Bülent Esinoğlu
bulentesinoglu@gmail.com
28.10.2018
Amerika ve iki mecburiyeti; savaş ve oligarşi
Birazcık ekonomi ile ilgilenenler bilirler ki, kapitalizm sürekli krizler içindedir. Ekonomi bilimi ile uğraşanlar ve ekonomi kitapları, kapitalizmde krizler yapısaldır diye ifade ederler.Demek istiyorlar ki, eğer kapitalizm varsa krizle vardır. Kapitalizmin tarihi krizler tarihidir.
Krizler dönemi yeniden sermaye birikimi dönemidir.
Bir sermaye birikiminin dönemi bitmiş ve yenisine ihtiyaç duyulan bir dönem gelmiş demektir. Büyümeyen sermaye küçüleceği ya da yok olacağından, kriz dönemleri yeniden sermaye birikimi süreci demektir. Kriz dönemleri, sermaye sahipleri için yeni kaynak arayışıdır.
Bu kaynak çalışanlar veya işçi sınıfıdır. Bir başka çözümde, dış borç arama dönemidir. Böyle dönelerde sermaye çok pahalı olduğundan pek tercih edilmez ve işçi sınıfı üzerinden yol alınmak istenir.Zaten zar zor geçinen işçi sınıfından yeniden fedakârlık istemek; onu yaşam sınırı ile karşı karşıya getirmek anlamına gelir.
İşçi sınıfından yeniden fedakârlık istemek, güzellik ve iyilik yollarından (Demokratik yollarla) mümkün olmadığı bir yere geldiğinden, sermayenin tek çaresi faşizme davetiye çıkarmasıdır. İşlerin iyi gittiği ve karların yüksek olduğu dönemde hiç aklında olmayan işler, şimdi onun için çıkış yoludur. İşçi sınıfı içinde tek çare direnmektir.
Böyle dönemlerde hem işletmeyi ayakta tutmak yani işçinin işini kaybetmeyeceği bir asgari düzeyi muhafaza etmek siyasetin işidir.
Sermaye kendini kurtarmak için işçiyi işten çıkarır ve kendisini kurtarmaya kalkarsa ve işçi de isyan ederse, tüm düzen alt üst olur. Böyle bir durumda kaybeden sadece işçi sınıfı olmaz. Sermaye de kaybeder. Hele bir de ulus devlet emperyalizmin kıskacındaysa ve vatan savaşı vermek durumundaysa…
Oligarşinin başarısızlıklarını çalışanların üzerine yıkarak faşizme davetiye çıkarmak herkesin kaybedeceği ve daha çoğunun da halkın kaybedeceği bir düzen demektir. Konkordato ve iflasların ilan ediliyor olması ve işçi çıkarmalarının anlamı; oligarşi kendini kurtarıp işçiyi feda etme dönemidir. Şimdi bunu yaşıyoruz.
Yukarı da anlattığım ve içinde yaşadığımız modelin aynısını emperyalizm yaşamaktadır. Amerikan tekelleri, pazarların ve ucuz hammadde, enerji kaynaklarını kaybedilmesi riski altındadır.
Amerika’nın kendi tekellerinin hayatiyetini sürdürmesi için; hizadan çıkan ulus devletleri hizaya getirmesidir. Tıpkı bir işletmede, sermayenin işçiden daha fazla fedakârlık yapmasını talep etmek gibi ulus devletten daha fazla fedakârlık beklemektedir. Bu olmazsa savaş demektedir.
Amerika’nın dünya egemenliği, enerji güvenliği Batı Asya’dan geçmektedir.
Amerika’nın fabrikası orta doğudur
Ulus devletler onun işçileridir. Bölgedeki kriz Amerika’nın krizidir. Krizin tek çözümü vardır. O da savaştır.

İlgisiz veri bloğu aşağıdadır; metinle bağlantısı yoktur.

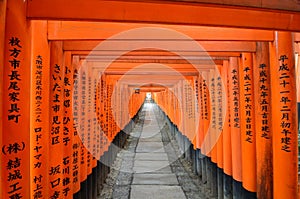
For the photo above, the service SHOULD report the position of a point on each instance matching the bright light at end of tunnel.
(148, 96)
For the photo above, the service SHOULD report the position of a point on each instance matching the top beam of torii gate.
(166, 12)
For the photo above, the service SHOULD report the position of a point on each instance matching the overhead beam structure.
(182, 46)
(172, 12)
(74, 30)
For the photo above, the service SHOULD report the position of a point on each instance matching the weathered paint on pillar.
(235, 123)
(263, 118)
(39, 103)
(68, 129)
(227, 156)
(247, 122)
(213, 108)
(284, 116)
(2, 42)
(76, 139)
(56, 120)
(15, 136)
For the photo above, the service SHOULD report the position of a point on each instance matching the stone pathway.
(148, 167)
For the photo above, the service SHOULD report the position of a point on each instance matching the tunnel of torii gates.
(76, 72)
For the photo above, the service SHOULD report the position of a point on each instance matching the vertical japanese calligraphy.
(263, 121)
(248, 124)
(15, 91)
(284, 117)
(233, 97)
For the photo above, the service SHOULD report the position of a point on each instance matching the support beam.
(73, 30)
(272, 4)
(182, 46)
(172, 12)
(154, 53)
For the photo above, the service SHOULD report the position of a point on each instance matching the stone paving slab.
(150, 138)
(150, 147)
(156, 191)
(154, 179)
(151, 156)
(141, 166)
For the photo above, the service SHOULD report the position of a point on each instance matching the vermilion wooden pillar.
(56, 115)
(227, 153)
(263, 118)
(284, 116)
(15, 132)
(247, 113)
(235, 126)
(39, 112)
(235, 123)
(2, 42)
(68, 130)
(76, 138)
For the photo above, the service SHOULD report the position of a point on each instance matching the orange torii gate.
(43, 60)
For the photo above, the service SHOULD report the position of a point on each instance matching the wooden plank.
(268, 4)
(154, 53)
(172, 12)
(182, 46)
(73, 30)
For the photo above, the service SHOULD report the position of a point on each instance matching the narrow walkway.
(148, 167)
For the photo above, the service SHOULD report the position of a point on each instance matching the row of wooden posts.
(58, 115)
(243, 116)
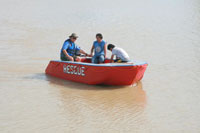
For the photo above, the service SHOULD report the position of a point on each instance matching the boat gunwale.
(106, 64)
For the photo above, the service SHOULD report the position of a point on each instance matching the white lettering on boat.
(75, 70)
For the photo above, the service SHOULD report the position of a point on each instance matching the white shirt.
(120, 53)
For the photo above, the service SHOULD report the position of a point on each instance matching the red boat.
(89, 73)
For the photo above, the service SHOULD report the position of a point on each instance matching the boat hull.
(107, 74)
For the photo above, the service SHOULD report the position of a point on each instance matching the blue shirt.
(99, 48)
(70, 47)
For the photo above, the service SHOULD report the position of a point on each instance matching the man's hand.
(70, 58)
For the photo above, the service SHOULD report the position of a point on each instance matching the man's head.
(99, 37)
(110, 47)
(73, 37)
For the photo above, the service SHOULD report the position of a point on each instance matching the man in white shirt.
(121, 55)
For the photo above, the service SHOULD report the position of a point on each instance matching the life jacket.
(71, 50)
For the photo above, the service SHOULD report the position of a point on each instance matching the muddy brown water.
(166, 34)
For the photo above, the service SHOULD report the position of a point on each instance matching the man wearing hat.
(69, 49)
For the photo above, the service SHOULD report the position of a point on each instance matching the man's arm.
(68, 56)
(105, 50)
(92, 50)
(83, 52)
(111, 59)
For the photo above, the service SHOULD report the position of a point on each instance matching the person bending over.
(121, 55)
(99, 47)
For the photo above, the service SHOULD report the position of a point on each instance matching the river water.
(166, 34)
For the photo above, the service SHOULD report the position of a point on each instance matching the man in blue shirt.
(100, 49)
(69, 49)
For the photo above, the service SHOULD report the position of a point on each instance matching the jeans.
(98, 59)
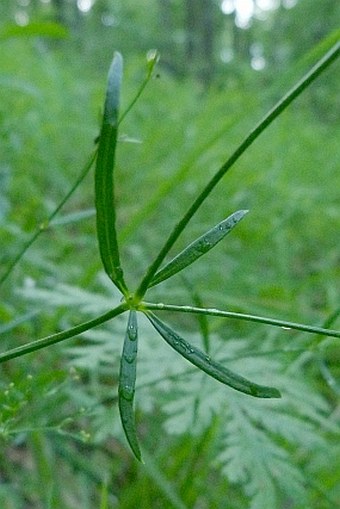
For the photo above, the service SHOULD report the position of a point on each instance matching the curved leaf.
(198, 247)
(104, 182)
(211, 367)
(127, 382)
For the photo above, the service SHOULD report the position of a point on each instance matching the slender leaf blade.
(104, 178)
(127, 383)
(61, 336)
(209, 366)
(198, 247)
(272, 114)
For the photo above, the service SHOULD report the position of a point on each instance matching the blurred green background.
(223, 65)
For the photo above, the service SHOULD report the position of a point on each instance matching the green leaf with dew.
(209, 366)
(104, 181)
(61, 336)
(127, 383)
(272, 114)
(198, 247)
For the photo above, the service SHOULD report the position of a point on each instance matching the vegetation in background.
(61, 442)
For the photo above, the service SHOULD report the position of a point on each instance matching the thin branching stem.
(45, 224)
(241, 316)
(286, 100)
(61, 336)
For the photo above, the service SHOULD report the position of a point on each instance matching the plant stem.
(61, 336)
(286, 100)
(45, 224)
(240, 316)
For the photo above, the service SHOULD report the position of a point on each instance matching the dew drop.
(132, 332)
(127, 392)
(130, 357)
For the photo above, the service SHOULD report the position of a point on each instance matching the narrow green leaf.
(127, 382)
(275, 112)
(198, 247)
(211, 367)
(44, 226)
(61, 336)
(104, 181)
(284, 324)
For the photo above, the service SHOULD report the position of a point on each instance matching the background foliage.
(204, 445)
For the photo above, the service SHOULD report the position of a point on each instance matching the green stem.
(45, 224)
(61, 336)
(240, 316)
(286, 100)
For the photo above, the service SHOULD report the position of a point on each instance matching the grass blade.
(198, 247)
(209, 366)
(61, 336)
(284, 324)
(275, 112)
(127, 382)
(104, 181)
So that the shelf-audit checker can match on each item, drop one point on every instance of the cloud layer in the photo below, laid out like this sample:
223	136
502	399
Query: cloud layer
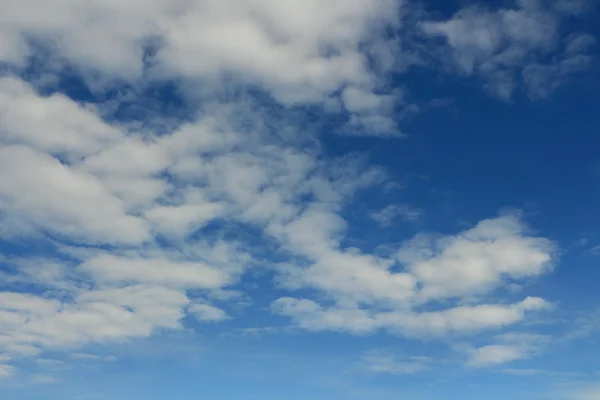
140	228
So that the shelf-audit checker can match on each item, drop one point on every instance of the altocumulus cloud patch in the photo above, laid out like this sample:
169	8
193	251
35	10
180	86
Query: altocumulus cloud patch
114	230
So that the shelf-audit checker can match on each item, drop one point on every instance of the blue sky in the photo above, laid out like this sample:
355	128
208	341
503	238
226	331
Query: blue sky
353	199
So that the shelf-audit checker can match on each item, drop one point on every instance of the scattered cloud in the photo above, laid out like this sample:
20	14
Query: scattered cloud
92	357
386	363
129	229
208	313
386	216
509	46
507	348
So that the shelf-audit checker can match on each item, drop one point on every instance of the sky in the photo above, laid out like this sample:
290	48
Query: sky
299	199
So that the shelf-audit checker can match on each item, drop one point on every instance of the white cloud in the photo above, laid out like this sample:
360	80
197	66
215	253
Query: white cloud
498	46
508	348
112	269
92	357
122	207
384	362
386	216
301	52
478	260
54	124
207	312
35	186
6	371
459	320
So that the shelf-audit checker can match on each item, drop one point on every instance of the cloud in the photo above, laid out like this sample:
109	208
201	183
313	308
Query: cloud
478	260
380	362
499	45
130	228
304	52
459	320
6	371
92	357
207	312
508	348
386	216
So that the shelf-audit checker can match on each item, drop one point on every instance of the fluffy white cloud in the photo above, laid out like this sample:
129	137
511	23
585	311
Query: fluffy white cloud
117	270
459	320
478	260
207	312
386	363
123	207
31	323
498	46
508	347
303	51
386	216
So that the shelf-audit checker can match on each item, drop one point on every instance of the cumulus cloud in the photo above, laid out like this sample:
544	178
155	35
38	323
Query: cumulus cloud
386	363
507	348
500	45
141	226
386	216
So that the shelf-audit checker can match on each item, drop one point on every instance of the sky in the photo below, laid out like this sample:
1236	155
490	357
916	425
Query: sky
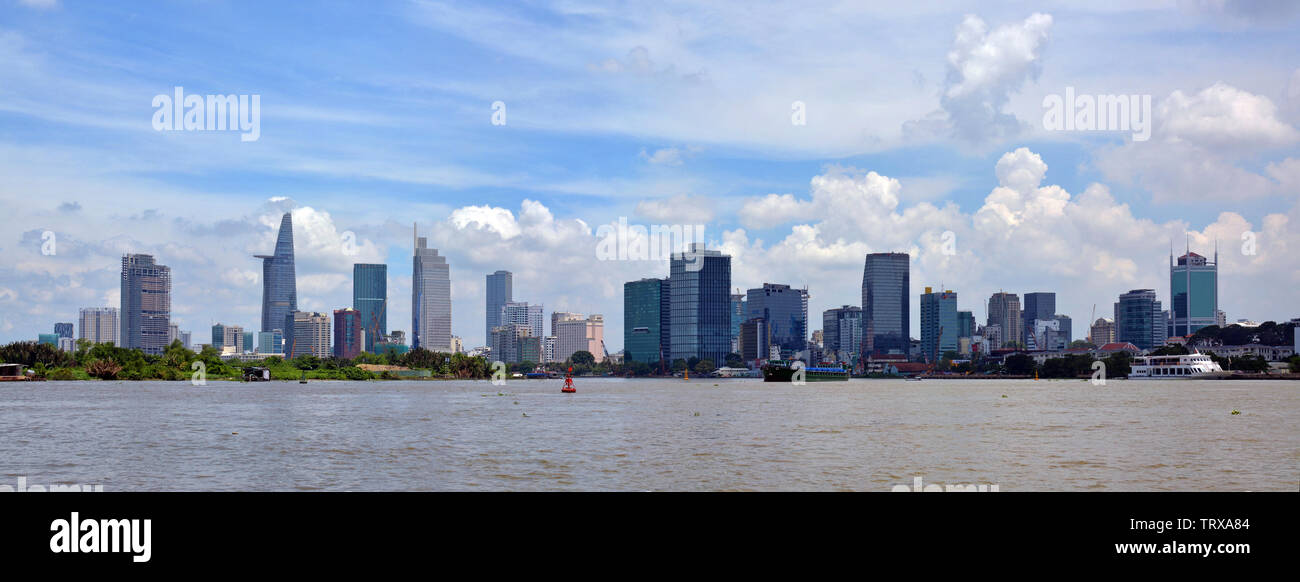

Aynı kriz dönemlerinde patronların içinde bulunduğu dönemde olduğu gibi Amerika’da büyük bir kriz içindedir. Bu kriz kapitalizmin krizidir. Ya oligarşinin yeni rasyonalite diye, bir başka sermaye birikimi modeline geçmesi ile sonuçlanacaktır. Ya da ulus devletlerin kendi aralarında (tıpkı işçilerin kriz dönemlerinde kendi aralarında ki birlik gibi) birleşeceklerdir. Astana süreci böyle bir birliktir.
Amerika’nın mecburiyeti savaş ve sermaye faşizmidir.
Ulus devletlerin mecburiyeti kendi aralarında ki birlik ve direniştir.
Bu sebeplerden ötürü Türkiye’nin artık hem Rusya hem de Amerika’yı aynı anda stratejik müttefik kabul etmesi imkansızdır. Direniş dönemlerinde patronla iş birliği olmaz.